懷素於世子府避塵三日,再次涉足葫蘆廟。與廉衡,及老實憨厚的童安密談近兩個時辰,方白衣而去,迴歸九宮門。依然塵俗未沾,雲心月性。
懷素離開後,廉衡再三揖謝,童安施禮回應:“在下無甚墨水,在提舉司幹了一輩子,所見不多,但小先生再有所惑,差人到城東的草場衚衕喚鄙人即可。今日一事,在下自會守口如瓶,小先生不必擾心。”

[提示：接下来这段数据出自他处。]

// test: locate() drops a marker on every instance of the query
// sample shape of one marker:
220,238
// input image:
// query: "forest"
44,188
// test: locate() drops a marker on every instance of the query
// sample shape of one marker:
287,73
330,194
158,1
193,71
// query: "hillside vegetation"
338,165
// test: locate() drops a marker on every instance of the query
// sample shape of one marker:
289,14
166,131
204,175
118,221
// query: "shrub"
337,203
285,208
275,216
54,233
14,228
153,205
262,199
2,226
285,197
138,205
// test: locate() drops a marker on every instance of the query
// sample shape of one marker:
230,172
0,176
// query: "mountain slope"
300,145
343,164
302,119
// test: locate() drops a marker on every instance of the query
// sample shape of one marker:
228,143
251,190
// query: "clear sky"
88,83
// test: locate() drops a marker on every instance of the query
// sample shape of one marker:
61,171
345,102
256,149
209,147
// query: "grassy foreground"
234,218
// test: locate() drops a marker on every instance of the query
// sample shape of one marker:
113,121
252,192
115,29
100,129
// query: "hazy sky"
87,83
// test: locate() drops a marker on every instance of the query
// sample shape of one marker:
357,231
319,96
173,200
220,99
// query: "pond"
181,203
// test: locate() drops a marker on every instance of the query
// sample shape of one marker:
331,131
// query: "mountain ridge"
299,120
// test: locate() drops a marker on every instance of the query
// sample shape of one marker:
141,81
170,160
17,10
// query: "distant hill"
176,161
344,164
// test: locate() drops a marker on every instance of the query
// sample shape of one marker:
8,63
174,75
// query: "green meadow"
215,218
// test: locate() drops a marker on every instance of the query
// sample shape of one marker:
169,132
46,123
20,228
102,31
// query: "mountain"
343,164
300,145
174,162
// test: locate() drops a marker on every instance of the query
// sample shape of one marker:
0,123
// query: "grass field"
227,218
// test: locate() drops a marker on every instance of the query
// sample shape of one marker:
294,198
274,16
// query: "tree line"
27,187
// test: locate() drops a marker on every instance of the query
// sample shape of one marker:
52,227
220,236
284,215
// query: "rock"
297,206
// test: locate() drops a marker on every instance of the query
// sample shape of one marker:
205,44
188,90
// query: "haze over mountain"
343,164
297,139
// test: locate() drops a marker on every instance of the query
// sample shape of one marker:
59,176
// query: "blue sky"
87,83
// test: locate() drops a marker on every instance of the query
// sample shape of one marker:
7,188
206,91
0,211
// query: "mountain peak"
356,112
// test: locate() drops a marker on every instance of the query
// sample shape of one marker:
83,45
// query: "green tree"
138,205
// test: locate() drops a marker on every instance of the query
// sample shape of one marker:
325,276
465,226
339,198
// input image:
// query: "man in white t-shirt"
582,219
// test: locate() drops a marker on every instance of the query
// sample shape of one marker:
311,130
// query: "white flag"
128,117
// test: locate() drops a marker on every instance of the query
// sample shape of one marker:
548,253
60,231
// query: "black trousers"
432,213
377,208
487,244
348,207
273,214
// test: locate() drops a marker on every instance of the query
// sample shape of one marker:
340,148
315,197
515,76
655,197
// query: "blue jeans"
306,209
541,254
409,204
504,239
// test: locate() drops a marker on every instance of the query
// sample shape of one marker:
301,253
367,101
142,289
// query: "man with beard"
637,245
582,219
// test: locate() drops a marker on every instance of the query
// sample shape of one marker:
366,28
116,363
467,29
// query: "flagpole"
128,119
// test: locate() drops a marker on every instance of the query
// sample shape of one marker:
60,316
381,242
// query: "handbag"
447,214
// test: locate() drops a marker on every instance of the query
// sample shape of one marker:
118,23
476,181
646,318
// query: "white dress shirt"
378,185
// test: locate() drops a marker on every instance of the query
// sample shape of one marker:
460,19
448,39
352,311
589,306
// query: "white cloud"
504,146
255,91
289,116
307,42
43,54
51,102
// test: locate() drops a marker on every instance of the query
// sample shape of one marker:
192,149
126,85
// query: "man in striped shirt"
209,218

施步正望著背了一身夕陽餘暉的老秀才,問廉衡:“俺一會回去,跟主子說啥?”
“沉默是金。”
“不妥吧。”
“啥都跟你主子講,不累死他。”
“哦,那主子萬一問起來,俺怎麼說。”
“那倆暗衛又非吃素的,用得著你通稟?!”
廉衡揮揮手讓他速歸,葫蘆廟清湯清菜可養不壯他。草莽撓撓頭,心說在俺跟主子之前,也是吃過糠窩窩的。他一步三回頭地看著小大端出鍋的白饅頭,舔了舔上嘴唇,直覺主子也沒給他留飯吶。
是的,他跟葫蘆廟走太近了,甚至再二再三瞞著主子替小滑頭辦事。所謂的主子儼然成了個虛架子,實主悄無聲息漸變成了葫蘆廟小鬼。儘管無有不妥,總覺哪裡不對。